Ensuring information security, in essence, is a characteristic of the dynamics of public relations, measures taken by the information security forces to achieve the objectives established by the Information Security Doctrine of the Russian Federation. Despite the fact that most modern definitions of "information security" are focused on the legal definition in the Information Security Doctrine of the Russian Federation, nevertheless, it should be noted that for the most complete description of this definition, it is impossible not to take into account the provisions of the National Security Strategy of the Russian Federation, namely goals and objectives ^[8]. A positive step on the part of the legislator was that the National Security Strategy of the Russian Federation contains a separate section dedicated to information security, which separately states that the purpose of ensuring information security is to strengthen the sovereignty of the Russian Federation in the information space. These provisions are also reflected in the Strategy for the Development of the Information Society in the Russian Federation for 2017-2030 (hereinafter referred to as the Strategy for the Development of the Information Society) ^[9]. Considering that the Information Society Development Strategy sets the vector of development for the entire information security system, it is important to note that the provisions of this regulatory legal act address the problems of information security, at the same time, concepts such as: "digital economy", "information society" are specified and the model of its elements is determined. The priority directions defined by Article 46 of the Strategy for the Development of the Information Society indicate the need to improve legislation implementing the inclusion of new information relations in the mechanism of legal regulation. We believe that the legislator in this case speaks of a systemic, complex nature, eliminating the vastness of the basic concepts in the field of legal provision of information security.

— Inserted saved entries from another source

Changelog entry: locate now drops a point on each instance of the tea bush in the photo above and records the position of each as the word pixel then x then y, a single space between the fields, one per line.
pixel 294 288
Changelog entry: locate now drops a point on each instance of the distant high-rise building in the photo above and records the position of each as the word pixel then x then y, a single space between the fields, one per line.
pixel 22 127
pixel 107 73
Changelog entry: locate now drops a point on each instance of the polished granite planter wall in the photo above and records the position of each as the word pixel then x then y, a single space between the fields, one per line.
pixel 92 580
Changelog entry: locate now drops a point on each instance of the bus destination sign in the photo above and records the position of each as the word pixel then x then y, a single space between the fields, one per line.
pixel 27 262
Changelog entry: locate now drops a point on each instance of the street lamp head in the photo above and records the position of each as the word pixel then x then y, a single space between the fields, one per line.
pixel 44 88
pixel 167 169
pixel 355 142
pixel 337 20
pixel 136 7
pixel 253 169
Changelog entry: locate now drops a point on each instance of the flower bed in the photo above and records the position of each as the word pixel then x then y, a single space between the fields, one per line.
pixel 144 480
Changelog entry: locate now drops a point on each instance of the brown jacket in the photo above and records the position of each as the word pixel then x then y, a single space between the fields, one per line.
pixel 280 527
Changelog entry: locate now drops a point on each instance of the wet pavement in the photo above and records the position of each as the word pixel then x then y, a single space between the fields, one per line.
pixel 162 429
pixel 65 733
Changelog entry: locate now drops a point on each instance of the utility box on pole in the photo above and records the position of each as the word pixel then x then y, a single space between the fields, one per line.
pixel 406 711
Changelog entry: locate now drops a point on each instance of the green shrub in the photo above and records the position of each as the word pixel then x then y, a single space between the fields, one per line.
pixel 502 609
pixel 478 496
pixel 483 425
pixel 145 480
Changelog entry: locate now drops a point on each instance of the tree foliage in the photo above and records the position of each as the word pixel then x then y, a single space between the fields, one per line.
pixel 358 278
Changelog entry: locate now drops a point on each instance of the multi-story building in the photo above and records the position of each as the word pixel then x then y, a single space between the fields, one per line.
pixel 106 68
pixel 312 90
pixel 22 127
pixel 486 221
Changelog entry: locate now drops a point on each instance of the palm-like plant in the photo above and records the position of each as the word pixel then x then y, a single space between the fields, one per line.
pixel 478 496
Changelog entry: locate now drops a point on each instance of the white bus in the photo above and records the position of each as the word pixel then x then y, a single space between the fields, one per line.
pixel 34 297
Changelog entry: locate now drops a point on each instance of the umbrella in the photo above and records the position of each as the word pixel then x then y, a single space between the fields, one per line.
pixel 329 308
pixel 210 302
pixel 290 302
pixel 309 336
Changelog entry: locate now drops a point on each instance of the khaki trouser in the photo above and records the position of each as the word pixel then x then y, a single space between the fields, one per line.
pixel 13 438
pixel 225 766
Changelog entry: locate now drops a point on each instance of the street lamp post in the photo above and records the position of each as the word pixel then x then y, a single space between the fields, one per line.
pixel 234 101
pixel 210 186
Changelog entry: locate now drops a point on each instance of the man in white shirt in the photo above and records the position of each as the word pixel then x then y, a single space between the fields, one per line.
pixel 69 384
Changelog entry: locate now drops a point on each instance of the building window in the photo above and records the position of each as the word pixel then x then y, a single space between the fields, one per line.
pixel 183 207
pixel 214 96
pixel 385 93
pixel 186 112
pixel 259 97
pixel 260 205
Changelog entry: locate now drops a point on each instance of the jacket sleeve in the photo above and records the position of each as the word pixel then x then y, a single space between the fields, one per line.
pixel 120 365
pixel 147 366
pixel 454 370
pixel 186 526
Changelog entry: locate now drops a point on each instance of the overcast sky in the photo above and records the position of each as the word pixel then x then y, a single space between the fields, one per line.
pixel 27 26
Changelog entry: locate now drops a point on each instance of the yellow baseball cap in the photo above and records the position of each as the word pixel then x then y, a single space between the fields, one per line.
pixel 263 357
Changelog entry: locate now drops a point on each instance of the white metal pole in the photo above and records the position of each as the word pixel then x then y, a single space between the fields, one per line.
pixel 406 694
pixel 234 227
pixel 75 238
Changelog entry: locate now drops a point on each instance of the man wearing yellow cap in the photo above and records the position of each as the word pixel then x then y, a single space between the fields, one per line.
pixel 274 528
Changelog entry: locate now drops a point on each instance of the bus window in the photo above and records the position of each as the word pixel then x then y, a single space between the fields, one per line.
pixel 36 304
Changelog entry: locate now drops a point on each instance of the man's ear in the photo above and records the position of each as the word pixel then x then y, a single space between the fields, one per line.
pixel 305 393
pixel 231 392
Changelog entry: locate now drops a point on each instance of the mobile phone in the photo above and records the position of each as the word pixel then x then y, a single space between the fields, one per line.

It should be concluded that information security is a sub–branch of information law that has a complex character due to the specific needs of legal regulation of public relations related to information security. At the same time, in the conditions of the Russian legal mechanism for ensuring information security, it is necessary to further improve the legal regulation of the protection of the information space of the state and its information infrastructure as a whole.